Почему Виктор принимал эти вопросы так близко к сердцу? Не потому, что они отвечали его опыту, а потому, что ему, не имевшему опыта, все это вполне объясняло мир. Религия. Католицизм был для него собранием сказок, рассказанных пьяницей, который, прежде чем сумел явиться человеком, обозвал его, Виктора, убийцей Христа. А иудаизм, заклятый враг секты, отколовшейся под названием христианства, был всего-навсего привычным призрачным фоном, отмести который и забыть семья старалась уже полвека. Сперва безнадежно, теперь же имея некоторый шанс. Восемь нашитых кармашков на матерчатом панно перед Рождеством. Что еще? Интонации. Кой-какие необычные слова или ударения. Трудно объяснить. Но не дух бездуховных обстоятельств, это уж точно. Не вздох угнетенного существа. Хотя могло ли существо быть угнетеннее, чем его дед и бабушка, чем его отец? Но их вздохи доносились отнюдь не из-под шляпы и пейсов. Религия была теперь просто элементом культуры, школьным предметом, воскресным фольклором. Нет, от религии, по убеждению Виктора, его семья освободилась давным-давно, теперь же от нее должен освободиться весь мир, и тогда он, запоздалый в развитии, станет последышем.
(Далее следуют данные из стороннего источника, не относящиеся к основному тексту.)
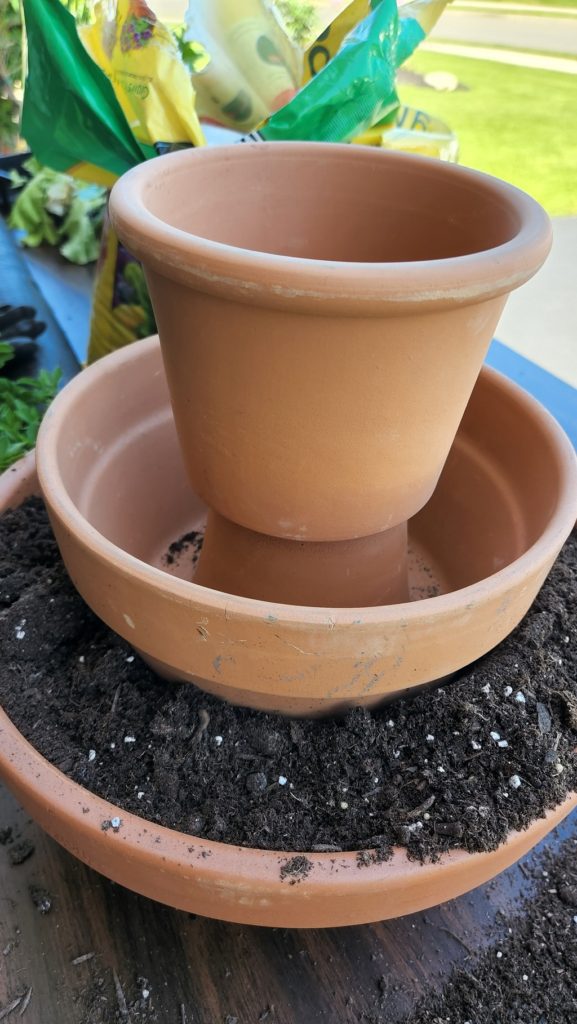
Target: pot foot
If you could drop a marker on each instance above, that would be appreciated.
(363, 572)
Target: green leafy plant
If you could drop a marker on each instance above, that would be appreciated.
(23, 403)
(59, 210)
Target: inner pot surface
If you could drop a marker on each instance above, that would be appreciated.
(118, 496)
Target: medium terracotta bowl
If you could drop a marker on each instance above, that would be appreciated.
(111, 472)
(233, 883)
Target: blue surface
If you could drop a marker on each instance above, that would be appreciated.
(559, 397)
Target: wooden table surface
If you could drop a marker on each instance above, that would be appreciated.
(205, 972)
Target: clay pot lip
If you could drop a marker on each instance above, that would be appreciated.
(39, 776)
(225, 881)
(273, 279)
(52, 486)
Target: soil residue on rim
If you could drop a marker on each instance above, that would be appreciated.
(456, 766)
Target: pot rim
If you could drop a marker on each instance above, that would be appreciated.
(303, 616)
(272, 279)
(233, 868)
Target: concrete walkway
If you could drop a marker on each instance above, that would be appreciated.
(539, 60)
(514, 30)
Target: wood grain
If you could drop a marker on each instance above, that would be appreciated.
(200, 971)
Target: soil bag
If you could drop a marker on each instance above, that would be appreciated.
(149, 77)
(254, 54)
(71, 115)
(356, 88)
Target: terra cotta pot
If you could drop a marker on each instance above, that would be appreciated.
(227, 882)
(112, 475)
(324, 311)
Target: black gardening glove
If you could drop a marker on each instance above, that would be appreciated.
(19, 328)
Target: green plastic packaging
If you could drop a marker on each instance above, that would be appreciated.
(356, 89)
(71, 114)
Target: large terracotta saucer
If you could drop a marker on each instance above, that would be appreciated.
(111, 472)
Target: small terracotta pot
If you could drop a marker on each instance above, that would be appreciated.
(113, 478)
(324, 312)
(233, 883)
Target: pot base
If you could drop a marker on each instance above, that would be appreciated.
(370, 570)
(118, 496)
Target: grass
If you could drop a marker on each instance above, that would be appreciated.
(512, 122)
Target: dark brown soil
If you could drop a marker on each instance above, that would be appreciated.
(531, 976)
(457, 766)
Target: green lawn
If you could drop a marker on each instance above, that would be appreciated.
(516, 123)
Тут умерла бабушка — «последовала за дедом» — и оставила завещание, которое поначалу привело Виктора в полное смятение, а его отца — на грань умопомешательства. В своей последней воле она распорядилась, чтобы похоронили ее по христианскому обряду. По христианскому. Со священником, курениями и всем прочим.
— Курениями? Что она имеет в виду? — Отец.
— Может, ладан? — Виктор.
Отец, по правде-то не отличавшийся организаторским талантом, если не считать карточных партий, совершенно выбился из сил, организуя бабушкины похороны. Таким Виктор никогда его не видел: отец прямо-таки впадал в истерику, голос, когда он кричал, становился до странности пронзительным и срывался, будто как раз сейчас вздумал ломаться. А кричал он практически постоянно. Все ему было невмоготу, а что хуже всего, он был безутешен, поскольку никоим образом не мог принять то, что было ему невмоготу.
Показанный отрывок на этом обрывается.